Point 28. The Holy Spirit, Soul of the Phalange
1. If the Phalangist is against all Protestant illuminism – recognised by its latent or declared hostility to ecclesiastical, hierarchical, and clerical authority – he nevertheless knows that the Holy Spirit is given to the Church, the Mystical Body of Christ, in all her living members. Each member of the faithful receives the Spirit and the abundance of His gifts. Already through baptism the Christian is illumined from on high that he may believe in the Church, in her living Tradition and in the Sacred Scriptures, which she explains to him, so that he may recognise the Church as the manifestation of Jesus Christ and His Father and receive from her the life of the sacraments and every supernatural help.

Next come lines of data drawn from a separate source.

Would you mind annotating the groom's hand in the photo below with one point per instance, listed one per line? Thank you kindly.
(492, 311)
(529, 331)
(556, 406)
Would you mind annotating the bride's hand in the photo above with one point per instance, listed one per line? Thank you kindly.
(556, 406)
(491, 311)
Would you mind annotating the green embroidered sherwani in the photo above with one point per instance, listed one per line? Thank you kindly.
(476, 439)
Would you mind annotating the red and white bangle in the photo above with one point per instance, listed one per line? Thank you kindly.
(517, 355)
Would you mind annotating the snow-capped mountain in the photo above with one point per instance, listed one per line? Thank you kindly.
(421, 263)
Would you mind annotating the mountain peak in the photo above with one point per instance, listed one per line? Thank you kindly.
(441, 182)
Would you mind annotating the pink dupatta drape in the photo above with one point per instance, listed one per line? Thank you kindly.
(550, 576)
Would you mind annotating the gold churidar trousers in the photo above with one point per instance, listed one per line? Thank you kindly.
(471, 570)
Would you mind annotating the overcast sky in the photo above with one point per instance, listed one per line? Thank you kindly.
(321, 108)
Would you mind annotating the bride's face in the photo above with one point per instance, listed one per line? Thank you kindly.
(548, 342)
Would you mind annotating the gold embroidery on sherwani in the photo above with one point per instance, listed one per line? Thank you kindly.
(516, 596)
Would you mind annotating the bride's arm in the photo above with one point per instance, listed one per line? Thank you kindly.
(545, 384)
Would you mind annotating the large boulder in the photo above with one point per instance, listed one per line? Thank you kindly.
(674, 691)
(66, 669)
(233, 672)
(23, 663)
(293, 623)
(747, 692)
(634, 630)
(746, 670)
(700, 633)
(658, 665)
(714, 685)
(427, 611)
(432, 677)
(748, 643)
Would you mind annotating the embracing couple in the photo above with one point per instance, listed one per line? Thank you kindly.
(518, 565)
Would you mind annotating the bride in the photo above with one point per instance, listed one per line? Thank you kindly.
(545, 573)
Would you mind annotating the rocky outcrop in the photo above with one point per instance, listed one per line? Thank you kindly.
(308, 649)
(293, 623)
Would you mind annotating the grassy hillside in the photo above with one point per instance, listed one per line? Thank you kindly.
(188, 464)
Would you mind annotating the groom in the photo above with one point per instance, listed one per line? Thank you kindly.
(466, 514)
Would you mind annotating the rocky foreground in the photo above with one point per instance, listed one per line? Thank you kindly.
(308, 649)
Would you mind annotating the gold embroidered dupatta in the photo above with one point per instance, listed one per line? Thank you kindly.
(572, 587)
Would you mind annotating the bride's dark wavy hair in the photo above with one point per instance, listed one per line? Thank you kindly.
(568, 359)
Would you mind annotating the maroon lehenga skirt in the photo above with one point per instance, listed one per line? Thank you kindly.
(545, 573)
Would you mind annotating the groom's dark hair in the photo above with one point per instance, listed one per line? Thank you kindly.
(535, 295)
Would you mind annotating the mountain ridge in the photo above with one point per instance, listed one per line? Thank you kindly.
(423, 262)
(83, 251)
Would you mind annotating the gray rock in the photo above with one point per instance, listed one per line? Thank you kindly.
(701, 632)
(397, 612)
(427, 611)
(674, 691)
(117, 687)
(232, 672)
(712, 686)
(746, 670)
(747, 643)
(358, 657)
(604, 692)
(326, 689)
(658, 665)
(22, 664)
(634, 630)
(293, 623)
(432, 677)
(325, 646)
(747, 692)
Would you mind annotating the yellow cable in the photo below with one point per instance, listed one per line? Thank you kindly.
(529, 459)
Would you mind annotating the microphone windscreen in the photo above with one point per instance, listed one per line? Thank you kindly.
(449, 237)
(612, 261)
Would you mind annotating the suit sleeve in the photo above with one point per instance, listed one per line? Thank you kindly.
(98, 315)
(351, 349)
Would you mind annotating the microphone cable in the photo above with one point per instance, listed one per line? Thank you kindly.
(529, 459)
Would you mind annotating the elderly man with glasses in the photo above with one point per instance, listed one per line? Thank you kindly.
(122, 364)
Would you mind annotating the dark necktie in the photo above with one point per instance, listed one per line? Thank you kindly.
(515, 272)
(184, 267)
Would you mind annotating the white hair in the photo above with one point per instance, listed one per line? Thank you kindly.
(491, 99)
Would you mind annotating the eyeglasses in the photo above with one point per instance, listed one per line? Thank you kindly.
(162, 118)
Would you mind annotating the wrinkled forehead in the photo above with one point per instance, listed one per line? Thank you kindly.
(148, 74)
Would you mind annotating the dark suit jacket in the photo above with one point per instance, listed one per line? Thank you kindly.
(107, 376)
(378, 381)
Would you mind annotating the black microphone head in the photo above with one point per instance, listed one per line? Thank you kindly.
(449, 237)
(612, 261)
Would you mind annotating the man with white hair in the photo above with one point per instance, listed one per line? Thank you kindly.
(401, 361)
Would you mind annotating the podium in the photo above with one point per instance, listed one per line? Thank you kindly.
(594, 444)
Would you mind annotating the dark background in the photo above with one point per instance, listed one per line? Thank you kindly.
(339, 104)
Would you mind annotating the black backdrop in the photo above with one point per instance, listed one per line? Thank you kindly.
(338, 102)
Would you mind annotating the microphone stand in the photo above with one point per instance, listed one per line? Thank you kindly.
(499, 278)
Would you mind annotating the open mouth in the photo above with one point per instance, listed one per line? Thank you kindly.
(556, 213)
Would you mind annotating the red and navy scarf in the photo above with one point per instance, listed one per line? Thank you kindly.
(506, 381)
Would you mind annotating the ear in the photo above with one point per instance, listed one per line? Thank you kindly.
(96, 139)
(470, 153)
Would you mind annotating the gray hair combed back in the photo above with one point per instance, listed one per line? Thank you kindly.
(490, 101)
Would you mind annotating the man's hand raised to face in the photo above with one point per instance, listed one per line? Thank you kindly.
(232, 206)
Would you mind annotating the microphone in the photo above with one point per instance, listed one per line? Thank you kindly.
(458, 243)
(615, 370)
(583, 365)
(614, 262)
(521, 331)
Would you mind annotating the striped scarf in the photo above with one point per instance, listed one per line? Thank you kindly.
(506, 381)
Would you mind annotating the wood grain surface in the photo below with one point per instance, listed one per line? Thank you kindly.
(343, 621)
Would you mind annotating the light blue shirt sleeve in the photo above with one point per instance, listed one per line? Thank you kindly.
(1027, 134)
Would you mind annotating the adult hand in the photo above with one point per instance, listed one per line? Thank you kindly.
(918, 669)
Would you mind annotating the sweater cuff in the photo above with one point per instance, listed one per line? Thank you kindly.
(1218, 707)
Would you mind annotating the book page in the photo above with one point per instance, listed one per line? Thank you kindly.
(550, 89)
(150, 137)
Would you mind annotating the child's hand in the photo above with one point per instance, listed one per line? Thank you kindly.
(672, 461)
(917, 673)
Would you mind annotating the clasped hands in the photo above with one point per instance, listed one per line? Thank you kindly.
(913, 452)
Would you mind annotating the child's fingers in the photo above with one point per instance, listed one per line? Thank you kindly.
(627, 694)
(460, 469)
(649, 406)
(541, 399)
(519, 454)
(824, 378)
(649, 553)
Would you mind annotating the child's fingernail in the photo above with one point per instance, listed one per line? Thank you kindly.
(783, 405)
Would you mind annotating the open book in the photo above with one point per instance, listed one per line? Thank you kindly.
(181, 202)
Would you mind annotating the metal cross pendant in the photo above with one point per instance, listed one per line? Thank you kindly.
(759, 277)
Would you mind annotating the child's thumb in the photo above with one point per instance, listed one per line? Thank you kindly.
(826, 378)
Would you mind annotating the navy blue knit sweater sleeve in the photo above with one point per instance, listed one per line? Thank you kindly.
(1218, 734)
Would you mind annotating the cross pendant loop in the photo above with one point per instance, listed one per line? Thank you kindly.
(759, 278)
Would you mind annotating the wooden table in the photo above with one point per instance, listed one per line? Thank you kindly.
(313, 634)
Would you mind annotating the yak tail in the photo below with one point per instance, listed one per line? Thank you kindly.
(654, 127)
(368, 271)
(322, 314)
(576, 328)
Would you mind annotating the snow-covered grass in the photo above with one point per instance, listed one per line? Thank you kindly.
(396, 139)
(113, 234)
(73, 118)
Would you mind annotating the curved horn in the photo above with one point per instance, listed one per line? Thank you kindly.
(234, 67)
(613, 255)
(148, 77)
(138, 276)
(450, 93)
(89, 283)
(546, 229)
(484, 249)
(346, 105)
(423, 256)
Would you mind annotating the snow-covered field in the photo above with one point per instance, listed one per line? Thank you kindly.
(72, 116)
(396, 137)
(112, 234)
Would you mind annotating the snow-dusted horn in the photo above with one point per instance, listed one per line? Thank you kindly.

2. But desiring to understand, to love and to assist even more, the Phalangist wished to receive confirmation from the Church and, with this gift of the Holy Spirit, the necessary light and energy for a more dedicated commitment to the service of the Church and the service of his brethren. Thenceforth, he is not only a practising Catholic, seeking to gain sanctifying grace and eternal life, but an active Catholic in the communion of saints or… ecclesial co-responsibility, taking his part in the concerns, labours and perils of the Church Militant.
3. The Phalangist loves to rediscover this initial enthusiasm and to “ rekindle the gift of God that is within him through the laying on of the hands ” of the apostle, that is to say, of the bishop who confirmed him (2 Tim 1:6). Certain officially instituted sacramental rites, such as the priest’s blessing, signify this call to a new, deeper and more generous commitment, by virtue of the gift of the Spirit, for there is no function or “ charism ” that does not come from the Holy Spirit for the service of the Church. It is because they have forgotten this that too many Christians today regard the Holy Spirit as the “ great unknown ” and elude His inspirations.
4. From this awakening of the Holy Spirit within himself through the sacramental rites of the Church, the Phalangist will find his constant sanctification; he will receive from this same Spirit his place in the great Church, as an organ endowed with precise and useful activities in the heart of the Catholic organism whose life is the Holy Spirit.